Sosyal güvenlik kuruluşlarına tıbbi cihaz alımına ilişkin "Neşter-1 Operasyonu"
davasında esas hakkındaki mütalaasını açıklayan Cumhuriyet Savcısı Salim Demirci,
haklarında Çıkar Amaçlı Suç Örgütleriyle Mücadele Kanunu kapsamında dava açılan
sanıkların eylemlerini "cürüm işlemek için teşekkül oluşturma" olarak
değerlendirdi.
Demirci, 17 sanığın "cürüm işlemek için teşekkül oluşturmak" suçundan
cezalandırılmasını, 28 sanığın beraatini, diğer sanıklar hakkında da çeşitli
hapis cezalarına karar verilmesini talep etti.
Ankara 11. Ağır Ceza Mahkemesi'nde görülen davanın bugünkü duruşmasına, 21
sanık ve avukatlarıyla müdahil avukatları katıldılar.
Duruşmada esas hakkındaki mütalaasını açıklayan Cumhuriyet Savcısı Demirci,
SSK'nın, kardiyoloji alanındaki tıbbi malzemeleri 1992 yılından itibaren 28
firmadan protokol yoluyla aldığını, fiyat farklılıkları nedeniyle protokolleri
1998'de feshettiğini ve 2000 yılında fiyatlarda yüzde 30 indirime gittiğini
anlattı.
Kurumun 2002 yılında fiyat tespit ihalesi açtığını belirten Demirci, firmaların,
1998 yılında verdikleri taahhütname uyarınca öncekinden daha düşük fiyat çıkması
halinde aradaki farkı ödemek zorunda kalacaklarından dolayı ihaleli sisteme
geçilmesini istemediklerini kaydetti.
Demirci Sesa, Mutlu Medikim, Onmed, Meday, Tera, Medistar, Medim- Arte, Remed,
Formed, Anki, Light, Ekin Sağlık ve MMT medikal firmalarının sahip ve yöneticilerinin
İbrahim Erdoğan başkanlığında Sağlık Gereçleri Üreticileri ve Temsilcileri Derneği
(SADER) çatısı altında Kardiyoloji Çalışma Grubu oluşturduklarını belirtti.

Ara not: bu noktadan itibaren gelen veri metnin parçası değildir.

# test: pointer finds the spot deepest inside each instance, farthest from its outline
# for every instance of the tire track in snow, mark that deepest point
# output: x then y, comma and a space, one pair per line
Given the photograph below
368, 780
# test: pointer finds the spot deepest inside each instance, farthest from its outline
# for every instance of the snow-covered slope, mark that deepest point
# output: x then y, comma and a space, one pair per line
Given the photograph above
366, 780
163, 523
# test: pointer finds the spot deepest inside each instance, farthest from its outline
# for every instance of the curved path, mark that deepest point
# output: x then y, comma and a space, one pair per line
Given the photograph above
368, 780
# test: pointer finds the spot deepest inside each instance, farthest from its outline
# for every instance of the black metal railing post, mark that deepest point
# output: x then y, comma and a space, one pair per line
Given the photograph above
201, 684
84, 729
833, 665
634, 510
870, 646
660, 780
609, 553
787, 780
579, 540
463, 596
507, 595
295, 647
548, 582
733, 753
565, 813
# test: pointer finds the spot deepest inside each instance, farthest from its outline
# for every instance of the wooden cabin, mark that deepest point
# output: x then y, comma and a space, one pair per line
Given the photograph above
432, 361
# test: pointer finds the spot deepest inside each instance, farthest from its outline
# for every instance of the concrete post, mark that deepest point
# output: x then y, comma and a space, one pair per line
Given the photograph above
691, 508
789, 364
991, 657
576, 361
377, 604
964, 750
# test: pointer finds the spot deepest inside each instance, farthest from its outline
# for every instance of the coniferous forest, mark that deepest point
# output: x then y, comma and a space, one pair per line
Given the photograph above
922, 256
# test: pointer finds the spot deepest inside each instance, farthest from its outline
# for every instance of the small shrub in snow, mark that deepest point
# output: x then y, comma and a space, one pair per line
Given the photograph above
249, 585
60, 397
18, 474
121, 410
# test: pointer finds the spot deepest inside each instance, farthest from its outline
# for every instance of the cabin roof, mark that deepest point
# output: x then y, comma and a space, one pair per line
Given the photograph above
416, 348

Bu grupta yer alanların fiyat tespit ihalesine katılmayarak, ihaleye fesat karıştırdıklarını
ifade eden Demirci, 1 Şubat 202 tarihinden itibaren de SSK'ya kardiyoloji alanında
iyileştirici sarf malzemesi vermeyecekleri yönünde tavır alarak, bunu SSK'ya
bildirdiklerini anlattı.
"MALZEME SATIŞINI DURDURDULAR"
Sanıkların SSK hastanelerine kardiyoloji malzemesi vermeyi 1 Şubat'ta durdurduklarını
ifade eden Demirci, malzeme satmaktan kaçınarak karaborsacılık yaptıklarını,
protokol fiyatlarının üzerinde fiyat önerdiklerini, kurumların değil kişilerin
malzeme alımı taleplerini kabul ettiklerini, kalp pili satan firmaların da hastane
ihalelerini aralarında sıraya koyduklarını öne sürdü.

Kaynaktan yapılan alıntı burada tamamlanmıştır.